The objective was the long abandoned site of a millstone quarry. The walk took us up a lane to a col in the basalt lava flow I described in my volcanoes post. We then headed right along an ancient trading route, although according to my book on Drailles probably not the Roman Cami Ferrat as suggested by the girls leading the walk. The track soon enters the wooded whale-back ridge with the arrow in the picture, taken from the start, indicating the quarry.
Half way along the ridge is this basalt capitelle, typically a shepherd's refuge. While common in the area dark basalt ones are rare. |
Just before the capitelle find a right turn along a path that passes next to a rather sad semi-abandoned caravan. This weaves through the oak tree trunks and starts to descend, eventually emerging at the millstone quarry occupying a tree free area the size of a few tennis courts. This overlooks a steeper drop to vineyards below.

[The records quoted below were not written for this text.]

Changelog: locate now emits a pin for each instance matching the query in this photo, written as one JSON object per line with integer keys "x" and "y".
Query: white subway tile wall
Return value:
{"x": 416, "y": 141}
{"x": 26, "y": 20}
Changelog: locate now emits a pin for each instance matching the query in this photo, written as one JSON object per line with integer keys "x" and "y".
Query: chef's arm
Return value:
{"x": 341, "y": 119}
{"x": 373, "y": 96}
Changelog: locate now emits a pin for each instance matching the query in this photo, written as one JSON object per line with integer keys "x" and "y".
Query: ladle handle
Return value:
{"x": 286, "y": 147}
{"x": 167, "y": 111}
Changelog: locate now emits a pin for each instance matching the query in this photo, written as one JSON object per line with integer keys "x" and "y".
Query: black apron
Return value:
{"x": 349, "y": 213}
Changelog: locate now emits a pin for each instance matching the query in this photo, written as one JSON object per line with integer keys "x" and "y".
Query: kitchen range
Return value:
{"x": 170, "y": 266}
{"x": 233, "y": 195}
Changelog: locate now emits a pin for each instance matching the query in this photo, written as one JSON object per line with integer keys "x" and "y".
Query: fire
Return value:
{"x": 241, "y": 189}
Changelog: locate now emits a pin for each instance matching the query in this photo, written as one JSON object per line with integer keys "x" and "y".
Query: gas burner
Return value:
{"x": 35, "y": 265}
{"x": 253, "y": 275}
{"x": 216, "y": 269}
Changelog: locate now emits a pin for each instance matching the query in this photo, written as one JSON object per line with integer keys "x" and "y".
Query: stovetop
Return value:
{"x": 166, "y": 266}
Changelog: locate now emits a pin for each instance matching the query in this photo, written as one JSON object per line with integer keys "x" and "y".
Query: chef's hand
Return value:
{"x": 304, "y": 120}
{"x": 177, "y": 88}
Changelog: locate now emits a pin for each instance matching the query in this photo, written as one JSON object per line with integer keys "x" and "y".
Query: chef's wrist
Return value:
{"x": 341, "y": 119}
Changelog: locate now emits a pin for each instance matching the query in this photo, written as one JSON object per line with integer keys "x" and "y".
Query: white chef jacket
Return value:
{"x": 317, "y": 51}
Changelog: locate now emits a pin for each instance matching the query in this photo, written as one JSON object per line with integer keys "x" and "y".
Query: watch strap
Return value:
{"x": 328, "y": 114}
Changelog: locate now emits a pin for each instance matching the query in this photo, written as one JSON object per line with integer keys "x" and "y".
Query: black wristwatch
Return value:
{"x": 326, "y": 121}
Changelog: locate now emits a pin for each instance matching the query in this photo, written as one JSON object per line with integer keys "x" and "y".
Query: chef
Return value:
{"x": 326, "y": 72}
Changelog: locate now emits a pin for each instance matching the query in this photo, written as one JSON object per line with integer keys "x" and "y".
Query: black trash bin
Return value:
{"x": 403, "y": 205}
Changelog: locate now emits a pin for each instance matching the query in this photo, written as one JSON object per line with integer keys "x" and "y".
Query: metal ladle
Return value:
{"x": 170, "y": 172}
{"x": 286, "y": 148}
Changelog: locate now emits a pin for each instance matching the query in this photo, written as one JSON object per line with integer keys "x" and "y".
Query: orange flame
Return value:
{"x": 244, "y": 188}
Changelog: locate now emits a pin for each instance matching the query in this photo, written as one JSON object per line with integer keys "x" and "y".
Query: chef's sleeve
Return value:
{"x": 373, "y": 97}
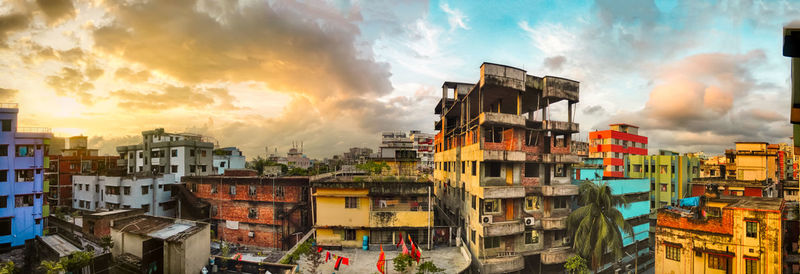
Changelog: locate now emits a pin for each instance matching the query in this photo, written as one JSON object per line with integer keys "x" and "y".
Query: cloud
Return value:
{"x": 72, "y": 82}
{"x": 455, "y": 17}
{"x": 555, "y": 62}
{"x": 57, "y": 10}
{"x": 293, "y": 47}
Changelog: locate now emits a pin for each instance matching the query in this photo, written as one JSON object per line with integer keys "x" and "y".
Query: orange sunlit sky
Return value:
{"x": 333, "y": 74}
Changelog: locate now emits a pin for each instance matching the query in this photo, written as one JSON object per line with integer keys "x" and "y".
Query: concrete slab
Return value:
{"x": 448, "y": 258}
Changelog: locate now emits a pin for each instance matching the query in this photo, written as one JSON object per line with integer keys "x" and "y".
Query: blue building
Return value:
{"x": 23, "y": 158}
{"x": 637, "y": 193}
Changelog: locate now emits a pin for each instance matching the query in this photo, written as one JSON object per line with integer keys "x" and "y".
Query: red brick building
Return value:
{"x": 253, "y": 210}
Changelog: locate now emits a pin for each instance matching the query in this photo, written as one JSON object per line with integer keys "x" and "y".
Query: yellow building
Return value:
{"x": 350, "y": 208}
{"x": 737, "y": 235}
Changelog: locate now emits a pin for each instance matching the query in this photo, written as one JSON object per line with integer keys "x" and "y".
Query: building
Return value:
{"x": 228, "y": 157}
{"x": 637, "y": 193}
{"x": 160, "y": 152}
{"x": 151, "y": 193}
{"x": 76, "y": 159}
{"x": 669, "y": 173}
{"x": 503, "y": 166}
{"x": 166, "y": 244}
{"x": 423, "y": 144}
{"x": 381, "y": 209}
{"x": 614, "y": 144}
{"x": 723, "y": 234}
{"x": 23, "y": 159}
{"x": 253, "y": 210}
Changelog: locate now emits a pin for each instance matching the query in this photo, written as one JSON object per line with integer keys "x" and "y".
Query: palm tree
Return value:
{"x": 596, "y": 225}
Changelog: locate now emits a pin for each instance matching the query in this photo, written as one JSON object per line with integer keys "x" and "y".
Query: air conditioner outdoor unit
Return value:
{"x": 529, "y": 221}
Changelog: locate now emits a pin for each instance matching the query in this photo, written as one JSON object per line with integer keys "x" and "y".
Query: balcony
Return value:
{"x": 554, "y": 223}
{"x": 503, "y": 228}
{"x": 560, "y": 126}
{"x": 556, "y": 255}
{"x": 557, "y": 190}
{"x": 503, "y": 192}
{"x": 504, "y": 119}
{"x": 505, "y": 264}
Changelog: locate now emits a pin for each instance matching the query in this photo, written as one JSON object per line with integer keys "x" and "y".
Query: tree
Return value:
{"x": 596, "y": 225}
{"x": 576, "y": 265}
{"x": 106, "y": 243}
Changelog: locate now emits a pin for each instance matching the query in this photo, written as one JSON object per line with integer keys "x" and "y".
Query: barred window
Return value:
{"x": 673, "y": 253}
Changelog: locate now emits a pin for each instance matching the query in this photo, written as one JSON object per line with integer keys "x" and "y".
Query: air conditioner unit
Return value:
{"x": 529, "y": 221}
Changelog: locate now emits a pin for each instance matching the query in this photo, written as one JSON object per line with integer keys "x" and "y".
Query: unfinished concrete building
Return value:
{"x": 503, "y": 168}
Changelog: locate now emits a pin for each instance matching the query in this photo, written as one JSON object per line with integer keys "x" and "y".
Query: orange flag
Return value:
{"x": 381, "y": 261}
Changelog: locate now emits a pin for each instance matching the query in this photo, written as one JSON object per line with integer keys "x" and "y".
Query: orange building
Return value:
{"x": 614, "y": 144}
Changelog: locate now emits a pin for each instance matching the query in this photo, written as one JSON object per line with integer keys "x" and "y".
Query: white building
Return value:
{"x": 107, "y": 192}
{"x": 229, "y": 157}
{"x": 168, "y": 153}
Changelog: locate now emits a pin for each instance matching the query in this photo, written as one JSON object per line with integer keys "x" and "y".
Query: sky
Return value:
{"x": 260, "y": 75}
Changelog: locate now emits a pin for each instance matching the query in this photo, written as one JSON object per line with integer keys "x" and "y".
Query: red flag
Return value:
{"x": 381, "y": 261}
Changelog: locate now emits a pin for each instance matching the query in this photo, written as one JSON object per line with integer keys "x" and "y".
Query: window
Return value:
{"x": 350, "y": 235}
{"x": 351, "y": 202}
{"x": 492, "y": 169}
{"x": 531, "y": 237}
{"x": 673, "y": 252}
{"x": 531, "y": 170}
{"x": 491, "y": 206}
{"x": 532, "y": 203}
{"x": 491, "y": 242}
{"x": 750, "y": 265}
{"x": 23, "y": 200}
{"x": 474, "y": 166}
{"x": 752, "y": 229}
{"x": 6, "y": 125}
{"x": 717, "y": 262}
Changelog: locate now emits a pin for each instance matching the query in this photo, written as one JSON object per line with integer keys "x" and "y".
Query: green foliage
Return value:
{"x": 76, "y": 260}
{"x": 428, "y": 267}
{"x": 51, "y": 267}
{"x": 8, "y": 268}
{"x": 576, "y": 265}
{"x": 596, "y": 225}
{"x": 106, "y": 243}
{"x": 373, "y": 167}
{"x": 303, "y": 249}
{"x": 402, "y": 262}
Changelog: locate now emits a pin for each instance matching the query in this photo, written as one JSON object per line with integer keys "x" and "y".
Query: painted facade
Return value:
{"x": 23, "y": 159}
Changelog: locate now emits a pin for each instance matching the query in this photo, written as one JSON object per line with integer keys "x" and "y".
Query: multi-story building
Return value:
{"x": 23, "y": 159}
{"x": 228, "y": 157}
{"x": 723, "y": 234}
{"x": 423, "y": 144}
{"x": 349, "y": 208}
{"x": 76, "y": 159}
{"x": 637, "y": 193}
{"x": 669, "y": 173}
{"x": 614, "y": 144}
{"x": 160, "y": 152}
{"x": 151, "y": 193}
{"x": 503, "y": 168}
{"x": 248, "y": 209}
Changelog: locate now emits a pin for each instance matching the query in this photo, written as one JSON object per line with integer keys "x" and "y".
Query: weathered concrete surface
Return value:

At the quarry the dark basalt has given way to a pale conglomerate rock. The basalt was formed less than a million years ago from a lava which flowed like a river to fill what was then a valley. Subsequent erosion washed away the softer surrounding sedimentary rocks to leave the basalt on a ridge and exposing this rock at it's edge.
The first photo, with snippets of feet indicating the scale of things, show a millstone that was never extracted - perhaps as it split. The second outlines where one was extracted.
Millstones from this quarry were known to be used in moulins à eau (water mills) along the Hérault valley.